The present definition of “journey”, as this blog title reads, is more about awakening rather than traveling. I guess I could re-title it: The Awakening Continues. I’ve written several times about having New Creation written at the top of my prayer list to remind me each morning that I am one and I don’t have to earn this. It is a gift from God by receiving His Son Jesus as my Lord and Savior. There are lots of benefits to this which I slowly am catching on to.
Paul is writing throughout Galatians and Ephesians about the reality of Christ’s work on the Cross obtaining the gift of being a new creation for us. I feel as though I’m understanding the deeper side of this for the first time. The root of my understanding is coming from the truth that I do not earn this gift. I do not earn or finally become valuable enough that I can now be a new creation. I just haven’t realized how rooted I’ve been in this lie of Satan. There is also another reality I’ve seen this morning I am going to attempt explaining.

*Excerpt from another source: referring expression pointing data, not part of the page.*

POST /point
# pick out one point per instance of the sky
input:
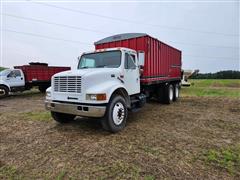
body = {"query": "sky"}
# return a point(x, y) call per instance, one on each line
point(207, 32)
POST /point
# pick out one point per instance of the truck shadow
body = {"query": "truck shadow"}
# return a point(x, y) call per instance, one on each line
point(82, 125)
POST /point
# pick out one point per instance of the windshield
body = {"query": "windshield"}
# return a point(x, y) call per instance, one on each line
point(5, 72)
point(110, 59)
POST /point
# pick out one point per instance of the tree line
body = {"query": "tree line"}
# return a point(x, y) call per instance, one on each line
point(229, 74)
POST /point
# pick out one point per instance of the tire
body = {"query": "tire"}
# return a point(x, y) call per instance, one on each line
point(116, 115)
point(62, 117)
point(176, 92)
point(4, 91)
point(160, 94)
point(42, 89)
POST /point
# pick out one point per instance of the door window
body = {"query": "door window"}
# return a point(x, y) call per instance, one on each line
point(129, 61)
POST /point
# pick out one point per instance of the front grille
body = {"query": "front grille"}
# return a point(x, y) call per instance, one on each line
point(67, 84)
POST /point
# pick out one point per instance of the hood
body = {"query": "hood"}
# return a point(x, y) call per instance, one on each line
point(88, 71)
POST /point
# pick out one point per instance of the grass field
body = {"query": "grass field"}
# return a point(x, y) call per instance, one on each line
point(213, 87)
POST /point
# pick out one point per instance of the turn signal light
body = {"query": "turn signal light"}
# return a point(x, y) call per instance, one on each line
point(96, 97)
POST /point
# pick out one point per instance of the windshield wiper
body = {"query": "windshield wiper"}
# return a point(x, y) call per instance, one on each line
point(100, 66)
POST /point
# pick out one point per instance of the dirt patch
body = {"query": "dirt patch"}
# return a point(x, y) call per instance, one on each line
point(159, 141)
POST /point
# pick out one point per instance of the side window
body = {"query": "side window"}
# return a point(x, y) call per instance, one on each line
point(11, 74)
point(129, 61)
point(17, 73)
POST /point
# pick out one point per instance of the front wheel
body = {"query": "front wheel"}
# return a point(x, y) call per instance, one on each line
point(4, 91)
point(116, 115)
point(62, 117)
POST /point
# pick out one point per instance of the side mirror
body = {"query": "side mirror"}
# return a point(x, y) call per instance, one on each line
point(141, 58)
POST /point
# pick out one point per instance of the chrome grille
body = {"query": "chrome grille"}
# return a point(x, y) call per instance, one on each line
point(67, 84)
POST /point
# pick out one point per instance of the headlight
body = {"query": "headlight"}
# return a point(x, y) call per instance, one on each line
point(96, 97)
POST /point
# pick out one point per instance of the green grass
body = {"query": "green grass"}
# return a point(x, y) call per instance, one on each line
point(37, 116)
point(9, 172)
point(225, 158)
point(213, 87)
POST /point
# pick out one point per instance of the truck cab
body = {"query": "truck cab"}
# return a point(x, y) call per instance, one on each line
point(11, 79)
point(106, 85)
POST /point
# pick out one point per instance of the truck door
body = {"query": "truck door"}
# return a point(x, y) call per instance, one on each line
point(131, 74)
point(15, 78)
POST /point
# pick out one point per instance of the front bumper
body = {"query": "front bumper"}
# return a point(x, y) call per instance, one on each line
point(76, 109)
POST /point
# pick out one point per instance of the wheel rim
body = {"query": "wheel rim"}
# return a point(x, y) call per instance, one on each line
point(176, 91)
point(171, 93)
point(2, 92)
point(118, 113)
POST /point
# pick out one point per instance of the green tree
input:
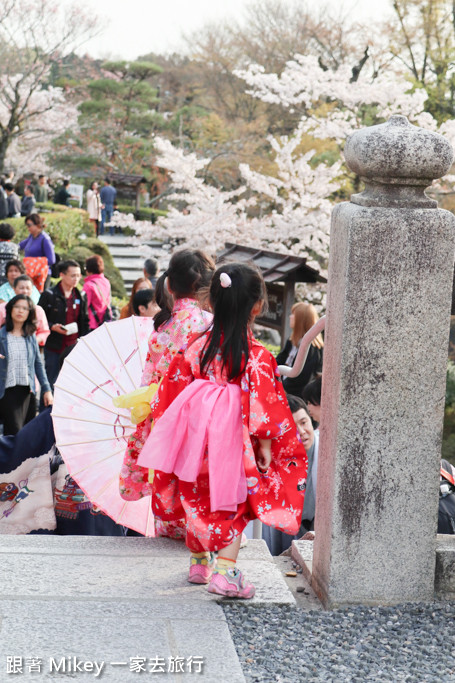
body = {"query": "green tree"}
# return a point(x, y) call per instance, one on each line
point(33, 37)
point(116, 122)
point(422, 39)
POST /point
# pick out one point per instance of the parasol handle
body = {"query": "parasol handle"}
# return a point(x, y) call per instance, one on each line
point(302, 353)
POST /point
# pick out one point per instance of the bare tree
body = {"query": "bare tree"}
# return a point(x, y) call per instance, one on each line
point(33, 37)
point(422, 38)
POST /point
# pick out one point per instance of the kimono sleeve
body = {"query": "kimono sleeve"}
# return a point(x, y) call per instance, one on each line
point(269, 414)
point(177, 377)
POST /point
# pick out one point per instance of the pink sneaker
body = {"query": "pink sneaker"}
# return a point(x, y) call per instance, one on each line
point(231, 583)
point(201, 569)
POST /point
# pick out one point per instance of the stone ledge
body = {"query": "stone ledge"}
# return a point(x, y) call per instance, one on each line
point(123, 569)
point(444, 583)
point(302, 553)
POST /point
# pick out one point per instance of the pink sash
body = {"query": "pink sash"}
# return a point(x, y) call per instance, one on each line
point(204, 415)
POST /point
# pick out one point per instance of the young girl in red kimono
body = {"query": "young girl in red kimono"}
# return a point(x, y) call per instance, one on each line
point(224, 445)
point(188, 271)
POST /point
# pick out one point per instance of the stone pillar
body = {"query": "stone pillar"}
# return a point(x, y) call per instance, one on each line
point(387, 330)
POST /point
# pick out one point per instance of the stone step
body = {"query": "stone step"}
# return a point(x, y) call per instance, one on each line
point(130, 273)
point(125, 252)
point(109, 599)
point(129, 262)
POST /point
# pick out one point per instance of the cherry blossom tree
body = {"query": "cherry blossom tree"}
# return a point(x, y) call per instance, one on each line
point(47, 114)
point(289, 211)
point(33, 37)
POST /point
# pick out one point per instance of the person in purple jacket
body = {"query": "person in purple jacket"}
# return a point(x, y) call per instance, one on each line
point(108, 196)
point(38, 243)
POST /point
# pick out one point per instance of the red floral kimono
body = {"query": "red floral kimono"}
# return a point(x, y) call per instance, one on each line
point(275, 497)
point(187, 318)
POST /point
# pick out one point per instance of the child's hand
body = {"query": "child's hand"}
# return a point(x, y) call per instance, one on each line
point(264, 455)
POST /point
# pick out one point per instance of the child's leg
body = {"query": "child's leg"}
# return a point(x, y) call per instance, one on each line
point(228, 555)
point(202, 562)
point(227, 580)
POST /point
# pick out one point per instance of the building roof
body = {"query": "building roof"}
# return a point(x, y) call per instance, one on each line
point(274, 267)
point(128, 179)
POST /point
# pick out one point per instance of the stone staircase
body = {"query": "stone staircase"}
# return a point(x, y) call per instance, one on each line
point(130, 258)
point(112, 600)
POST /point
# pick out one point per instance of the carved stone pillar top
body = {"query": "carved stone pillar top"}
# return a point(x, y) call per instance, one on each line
point(397, 161)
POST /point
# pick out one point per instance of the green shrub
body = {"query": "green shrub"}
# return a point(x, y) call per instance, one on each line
point(64, 228)
point(51, 207)
point(74, 237)
point(144, 213)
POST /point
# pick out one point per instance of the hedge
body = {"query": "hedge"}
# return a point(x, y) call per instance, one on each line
point(74, 237)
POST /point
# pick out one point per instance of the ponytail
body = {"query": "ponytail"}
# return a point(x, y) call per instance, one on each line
point(189, 271)
point(164, 301)
point(234, 291)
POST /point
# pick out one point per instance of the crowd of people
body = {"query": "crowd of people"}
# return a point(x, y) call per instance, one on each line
point(100, 202)
point(58, 314)
point(203, 321)
point(221, 443)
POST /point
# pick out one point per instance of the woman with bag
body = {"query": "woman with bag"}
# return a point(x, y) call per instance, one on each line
point(98, 290)
point(20, 361)
point(94, 206)
point(38, 251)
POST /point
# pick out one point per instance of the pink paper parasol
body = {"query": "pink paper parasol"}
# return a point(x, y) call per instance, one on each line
point(91, 434)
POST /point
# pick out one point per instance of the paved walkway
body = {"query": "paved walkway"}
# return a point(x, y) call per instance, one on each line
point(130, 259)
point(121, 603)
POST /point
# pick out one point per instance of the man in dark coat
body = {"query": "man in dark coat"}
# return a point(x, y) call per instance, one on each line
point(66, 310)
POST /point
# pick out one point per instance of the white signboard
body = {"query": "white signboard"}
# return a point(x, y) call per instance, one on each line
point(77, 191)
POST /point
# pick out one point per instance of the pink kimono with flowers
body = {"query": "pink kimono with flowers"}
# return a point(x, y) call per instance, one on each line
point(187, 319)
point(276, 496)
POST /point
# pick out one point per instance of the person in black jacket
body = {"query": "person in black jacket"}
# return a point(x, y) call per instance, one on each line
point(64, 305)
point(3, 200)
point(303, 317)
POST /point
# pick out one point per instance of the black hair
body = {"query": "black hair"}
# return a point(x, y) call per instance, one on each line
point(163, 300)
point(94, 264)
point(142, 298)
point(151, 267)
point(6, 231)
point(312, 392)
point(36, 219)
point(29, 326)
point(22, 278)
point(189, 271)
point(69, 263)
point(296, 403)
point(15, 262)
point(232, 307)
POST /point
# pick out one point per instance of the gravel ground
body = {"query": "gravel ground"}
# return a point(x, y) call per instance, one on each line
point(410, 642)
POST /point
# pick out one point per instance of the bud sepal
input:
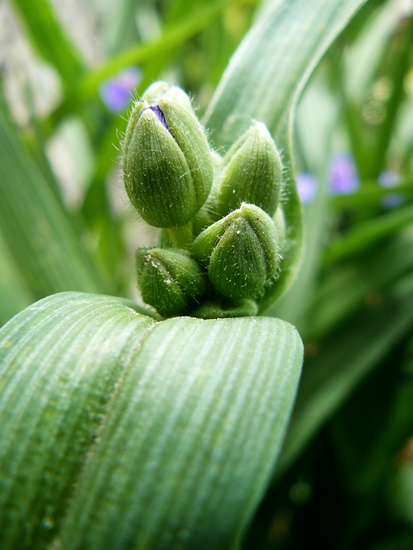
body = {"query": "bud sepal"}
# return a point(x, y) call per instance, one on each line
point(167, 163)
point(169, 280)
point(240, 252)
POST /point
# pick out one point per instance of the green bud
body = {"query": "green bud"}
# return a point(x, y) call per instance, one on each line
point(167, 163)
point(163, 89)
point(169, 280)
point(240, 252)
point(252, 174)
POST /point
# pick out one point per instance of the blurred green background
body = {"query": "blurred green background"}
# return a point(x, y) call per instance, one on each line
point(69, 71)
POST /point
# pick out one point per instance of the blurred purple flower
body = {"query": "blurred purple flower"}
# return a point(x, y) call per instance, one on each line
point(389, 179)
point(343, 179)
point(116, 93)
point(306, 186)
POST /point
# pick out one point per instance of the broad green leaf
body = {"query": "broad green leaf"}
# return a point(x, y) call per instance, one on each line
point(343, 361)
point(122, 432)
point(49, 39)
point(368, 233)
point(14, 296)
point(44, 246)
point(370, 194)
point(316, 121)
point(264, 80)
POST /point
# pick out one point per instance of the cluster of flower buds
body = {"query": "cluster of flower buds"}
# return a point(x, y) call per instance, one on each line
point(220, 243)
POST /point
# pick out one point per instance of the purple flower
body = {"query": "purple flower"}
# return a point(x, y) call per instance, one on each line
point(116, 93)
point(343, 178)
point(392, 200)
point(306, 186)
point(389, 179)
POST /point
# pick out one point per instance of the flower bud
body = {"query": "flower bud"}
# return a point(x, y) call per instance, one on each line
point(169, 280)
point(167, 163)
point(252, 174)
point(240, 252)
point(163, 89)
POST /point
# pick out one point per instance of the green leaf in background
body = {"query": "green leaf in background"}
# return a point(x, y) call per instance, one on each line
point(36, 230)
point(122, 432)
point(368, 233)
point(49, 39)
point(264, 80)
point(343, 361)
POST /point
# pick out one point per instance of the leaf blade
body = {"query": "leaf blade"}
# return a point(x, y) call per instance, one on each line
point(195, 407)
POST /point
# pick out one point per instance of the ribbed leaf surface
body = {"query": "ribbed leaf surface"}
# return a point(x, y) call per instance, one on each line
point(35, 228)
point(121, 432)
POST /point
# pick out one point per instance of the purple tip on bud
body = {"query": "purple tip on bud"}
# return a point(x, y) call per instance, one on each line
point(306, 186)
point(159, 114)
point(389, 179)
point(343, 175)
point(116, 93)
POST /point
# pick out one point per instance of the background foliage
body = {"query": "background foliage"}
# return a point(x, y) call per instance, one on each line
point(345, 476)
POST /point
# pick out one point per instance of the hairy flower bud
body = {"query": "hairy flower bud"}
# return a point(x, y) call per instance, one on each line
point(163, 89)
point(240, 252)
point(252, 173)
point(169, 280)
point(167, 163)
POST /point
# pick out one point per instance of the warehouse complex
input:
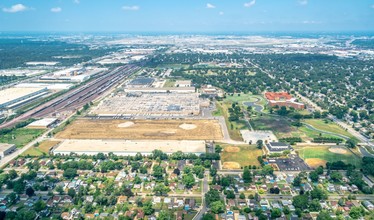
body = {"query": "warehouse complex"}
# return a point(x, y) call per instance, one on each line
point(13, 97)
point(150, 104)
point(127, 147)
point(6, 149)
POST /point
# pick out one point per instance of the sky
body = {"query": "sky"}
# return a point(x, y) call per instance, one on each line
point(187, 15)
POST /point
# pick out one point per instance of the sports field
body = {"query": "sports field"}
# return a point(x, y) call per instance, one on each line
point(316, 156)
point(235, 157)
point(143, 130)
point(327, 125)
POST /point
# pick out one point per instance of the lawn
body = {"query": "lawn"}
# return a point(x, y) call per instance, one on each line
point(169, 83)
point(21, 136)
point(319, 155)
point(42, 149)
point(275, 124)
point(233, 127)
point(243, 155)
point(329, 126)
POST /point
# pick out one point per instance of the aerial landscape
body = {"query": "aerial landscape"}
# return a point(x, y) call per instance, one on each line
point(159, 110)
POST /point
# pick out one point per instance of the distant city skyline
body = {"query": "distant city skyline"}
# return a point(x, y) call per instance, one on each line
point(187, 16)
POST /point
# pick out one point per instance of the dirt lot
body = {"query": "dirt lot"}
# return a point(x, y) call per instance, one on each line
point(142, 130)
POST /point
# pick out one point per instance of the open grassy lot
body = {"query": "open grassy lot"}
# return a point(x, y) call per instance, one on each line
point(233, 127)
point(235, 157)
point(319, 155)
point(327, 125)
point(169, 83)
point(273, 123)
point(143, 130)
point(21, 136)
point(43, 148)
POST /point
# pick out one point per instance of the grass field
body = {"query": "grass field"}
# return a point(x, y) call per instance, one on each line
point(42, 149)
point(322, 154)
point(169, 83)
point(21, 136)
point(243, 155)
point(143, 130)
point(329, 126)
point(233, 127)
point(275, 124)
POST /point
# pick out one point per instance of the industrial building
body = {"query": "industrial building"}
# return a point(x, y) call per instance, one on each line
point(141, 82)
point(159, 104)
point(283, 99)
point(127, 147)
point(43, 123)
point(13, 97)
point(6, 149)
point(162, 90)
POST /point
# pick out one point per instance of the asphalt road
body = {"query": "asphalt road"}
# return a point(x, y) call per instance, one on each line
point(203, 209)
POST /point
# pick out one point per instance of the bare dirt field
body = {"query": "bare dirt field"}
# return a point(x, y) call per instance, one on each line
point(232, 149)
point(315, 162)
point(230, 165)
point(338, 150)
point(142, 130)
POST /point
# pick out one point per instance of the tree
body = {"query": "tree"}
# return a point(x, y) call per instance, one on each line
point(296, 181)
point(267, 170)
point(300, 201)
point(30, 192)
point(176, 171)
point(324, 215)
point(39, 205)
point(351, 143)
point(161, 189)
point(147, 208)
point(336, 176)
point(59, 189)
point(70, 173)
point(158, 172)
point(217, 207)
point(188, 180)
point(276, 213)
point(247, 177)
point(318, 193)
point(165, 215)
point(315, 206)
point(12, 174)
point(19, 187)
point(355, 213)
point(208, 216)
point(314, 176)
point(212, 196)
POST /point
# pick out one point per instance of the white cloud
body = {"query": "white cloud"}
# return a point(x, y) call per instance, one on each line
point(303, 2)
point(56, 10)
point(250, 4)
point(208, 5)
point(130, 8)
point(16, 8)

Throughout much of my life I struggled with the lie that I was sin. The sexual abuse and dad’s verbal abuse had me believing that my brother’s sexual sin left me as sin. I didn’t commit the sin, I was the sin–I thought. I was a man being used by another man. I didn’t have the value of other men and my dad’s verbal abuse only reinforced what Satan wanted me believing. So, how does one give to Jesus the sin you commit when you are the sin? No matter how many times I gave my sin to Jesus at the alter, at home, wherever I was, I still felt dirty. Coupled with this was the sexual pleasure from healthy sex. I’ve always been easy prey for Satan’s attacks that somehow this is wrong too even though I know it is a lie. Satan would try to tie the stimulation one felt from sexual abuse to the stimulation/pleasure of healthy sex.
This morning Jesus helped me see my brother’s sin having been taken to the Cross by Him. He then helped me see that my sin was given to him by me at the Cross so He could do the same with my sin as He did with my brother’s. They are very separate actions. The emotional separation of these is now clear. Somehow, writing this seems raw, but important. I pray it is not offensive to any reader, but it will help others who might struggle with this lie as I have.